Dire de la Tva qu’elle serait sociale n’est sans doute qu’un moyen de faire passer la pilule d’une augmentation d’impôt et de déguiser l’impuissance de l’Etat à réduire ses propres dépenses. Il y a fort à parier que les baisses de charges sociales supportées par les entreprises seront, le cas échéant, sensiblement inférieures à la hausse attendue de l’augmentation de la TVA.

Sans doute qu’une petite partie de cette ressource complémentaire de TVA allègerait un peu (de 1 ou 2% ?) les cotisations supportées par certains salariés. Mais tous verraient les prix flamber. Les Français payeraient plus cher les produits importés. Finalement c’est le consommateur qui serait fiscalement pénalisé.
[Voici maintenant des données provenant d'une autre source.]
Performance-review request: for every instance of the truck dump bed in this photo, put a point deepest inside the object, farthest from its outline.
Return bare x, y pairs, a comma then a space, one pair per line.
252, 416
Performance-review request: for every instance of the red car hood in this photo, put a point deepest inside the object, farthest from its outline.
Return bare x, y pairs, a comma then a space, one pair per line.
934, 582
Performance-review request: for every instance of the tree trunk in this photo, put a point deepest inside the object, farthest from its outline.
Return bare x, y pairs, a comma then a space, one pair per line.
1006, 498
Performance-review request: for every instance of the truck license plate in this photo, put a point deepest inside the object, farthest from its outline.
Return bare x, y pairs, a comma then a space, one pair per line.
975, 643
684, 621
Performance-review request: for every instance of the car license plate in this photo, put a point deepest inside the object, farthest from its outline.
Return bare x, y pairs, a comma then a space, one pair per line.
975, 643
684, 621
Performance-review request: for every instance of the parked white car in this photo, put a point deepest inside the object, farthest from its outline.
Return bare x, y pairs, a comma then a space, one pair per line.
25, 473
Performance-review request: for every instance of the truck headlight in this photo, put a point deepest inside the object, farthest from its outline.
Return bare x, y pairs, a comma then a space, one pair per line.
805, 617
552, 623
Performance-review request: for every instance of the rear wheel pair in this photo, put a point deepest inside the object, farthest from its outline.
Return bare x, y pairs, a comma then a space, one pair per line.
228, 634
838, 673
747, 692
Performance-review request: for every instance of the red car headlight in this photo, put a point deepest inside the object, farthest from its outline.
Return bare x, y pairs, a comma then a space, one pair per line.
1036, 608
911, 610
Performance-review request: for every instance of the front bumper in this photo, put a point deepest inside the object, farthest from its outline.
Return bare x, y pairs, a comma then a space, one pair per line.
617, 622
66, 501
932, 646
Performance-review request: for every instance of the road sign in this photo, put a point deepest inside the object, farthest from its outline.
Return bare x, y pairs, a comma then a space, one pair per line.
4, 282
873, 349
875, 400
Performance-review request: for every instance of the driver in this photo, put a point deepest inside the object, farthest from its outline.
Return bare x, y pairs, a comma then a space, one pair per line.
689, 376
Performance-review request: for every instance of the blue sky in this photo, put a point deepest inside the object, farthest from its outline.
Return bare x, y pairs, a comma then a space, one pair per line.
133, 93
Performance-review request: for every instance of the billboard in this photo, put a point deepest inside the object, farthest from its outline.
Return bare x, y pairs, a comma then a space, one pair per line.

Les entreprises risqueraient de n’y rien gagner non plus. M. Hollande, qui veut refaire la réforme Fillon qu’il avait annulée dès son élection de 2012, annonce en même temps qu’il ne s’agit pas « d’alléger le coût du travail pour les employeurs » pour lesquels beaucoup a déjà été fait. Il veut d’ailleurs y associer « un prélèvement sur le capital » pour « compenser les pertes pour la Sécurité sociale. »

Les patrons qui soutiennent l’idée de la TVA sociale pourraient être les dindons de la farce. Car en souhaitant que les assurances sociales soient de plus en plus assurées par l’Etat, ils tombent dans le piège de la puissance publique qui veut, avec l’argent de leurs impôts, les soumettre en les subventionnant toujours plus : qui paye contrôle.

Il faut simplifier

En définitive, le niveau de TVA n’est pas un critère de développement économique. Des pays riches ont adopté une TVA à 25% : la Suède, le Danemark, la Finlande. D’autres pays disposent d’une TVA élevée qui peine à les enrichir : 24% en Grèce, 27% en Hongrie.  « Les effets d’une TVA sociale sont difficiles à estimer et dépendent de nombreux facteurs qui agissent dans des sens contradictoires » observait un rapport de la Cour des comptes en 2022 avant de conclure que ses effets positifs étaient douteux.

Plutôt que d’imaginer des solutions qui font passer toujours plus d’argent par une moulinette administrative très onéreuse, qui obligent à plus de réglementations, de contrôles, de Cerfas, de contraintes…, il vaudrait mieux une TVA à taux unique et raisonnable. Ce n’est pas parce qu’il a un taux élevé de TVA que le Danemark est un pays riche, mais peut-être plutôt parce qu’il a un taux unique de 25% pour tous les biens et services. La Nouvelle-Zélande, qui pratique un taux unique de 15%, est aussi un pays prospère. Et plutôt que d’attendre de l’Etat qu’il paye nos assurances sociales, il vaudrait mieux qu’il nous permette de choisir nos assurances pour que chacun en soit responsable et que la concurrence permette d’en réduire les prix.